A Transformer-Based Approach to Analyzing Public Opinion and Political Trends
Published in Proceedings of the 10th International Conference on Smart and Sustainable Technologies (SpliTech) - Volume 1, 1-6, 2025
This paper is publicly available here.
Authors:
Jon Gardeazabal Gutiérrez\(^\dagger\) \(\cdot\) Miguel Fernandez-de-Retana\(^\dagger\) \(\cdot\) Aritz Bilbao-Jayo
\(^\dagger\) These authors contributed equally to this work.
Keywords:
Political Discourse \(\cdot\) Content Analysis \(\cdot\) Natural Language Processing \(\cdot\) Public Opinion
Abstract:
Podcasts have become a significant platform for political discussion and a reflection of public opinion. This paper details the development of an NLP-driven tool designed to analyze political discourse in podcasts, with applications in smart city governance and public opinion research.

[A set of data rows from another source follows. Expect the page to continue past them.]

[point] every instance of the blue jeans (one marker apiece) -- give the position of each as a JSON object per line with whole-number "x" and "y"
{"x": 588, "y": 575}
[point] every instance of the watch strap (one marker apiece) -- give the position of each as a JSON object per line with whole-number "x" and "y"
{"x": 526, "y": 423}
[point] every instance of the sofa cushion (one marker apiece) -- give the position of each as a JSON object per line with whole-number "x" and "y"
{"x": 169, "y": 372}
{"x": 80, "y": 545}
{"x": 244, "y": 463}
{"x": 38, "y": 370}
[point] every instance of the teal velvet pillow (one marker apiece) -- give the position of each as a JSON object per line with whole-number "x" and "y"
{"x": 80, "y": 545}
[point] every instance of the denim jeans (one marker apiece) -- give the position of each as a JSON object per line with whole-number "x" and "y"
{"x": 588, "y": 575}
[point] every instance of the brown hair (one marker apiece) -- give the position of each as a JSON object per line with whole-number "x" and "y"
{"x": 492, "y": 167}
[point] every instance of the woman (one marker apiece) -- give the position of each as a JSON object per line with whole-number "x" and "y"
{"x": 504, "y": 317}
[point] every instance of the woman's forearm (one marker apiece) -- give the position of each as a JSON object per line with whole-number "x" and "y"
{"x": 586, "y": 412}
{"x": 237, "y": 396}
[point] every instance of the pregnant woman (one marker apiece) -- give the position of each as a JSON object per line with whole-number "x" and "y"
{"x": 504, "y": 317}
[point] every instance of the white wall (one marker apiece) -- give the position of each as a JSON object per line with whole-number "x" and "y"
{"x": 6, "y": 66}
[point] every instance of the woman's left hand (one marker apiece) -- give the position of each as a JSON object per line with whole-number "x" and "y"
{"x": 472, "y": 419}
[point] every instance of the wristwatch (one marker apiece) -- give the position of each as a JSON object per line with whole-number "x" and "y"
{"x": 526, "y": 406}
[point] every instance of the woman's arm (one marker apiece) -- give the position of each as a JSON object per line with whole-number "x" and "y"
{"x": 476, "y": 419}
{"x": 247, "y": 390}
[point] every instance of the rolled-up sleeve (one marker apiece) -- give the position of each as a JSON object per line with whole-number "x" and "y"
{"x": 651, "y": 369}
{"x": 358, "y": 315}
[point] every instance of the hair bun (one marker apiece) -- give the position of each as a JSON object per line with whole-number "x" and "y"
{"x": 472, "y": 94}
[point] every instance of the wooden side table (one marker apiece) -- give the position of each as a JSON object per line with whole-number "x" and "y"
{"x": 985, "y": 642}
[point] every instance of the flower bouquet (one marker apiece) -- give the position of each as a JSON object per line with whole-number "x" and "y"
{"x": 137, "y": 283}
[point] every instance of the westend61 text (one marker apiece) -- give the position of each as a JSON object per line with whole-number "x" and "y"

The tool employs automated transcription and a RoBERTa-based classification model, trained on the Manifesto Project dataset, to categorize political topics. BERTopic is used for topic modeling, providing a structured overview of key themes. A use case illustrates the tool’s effectiveness in extracting dominant political topics from podcast episodes, demonstrating its potential to provide valuable insights for urban policy and public engagement.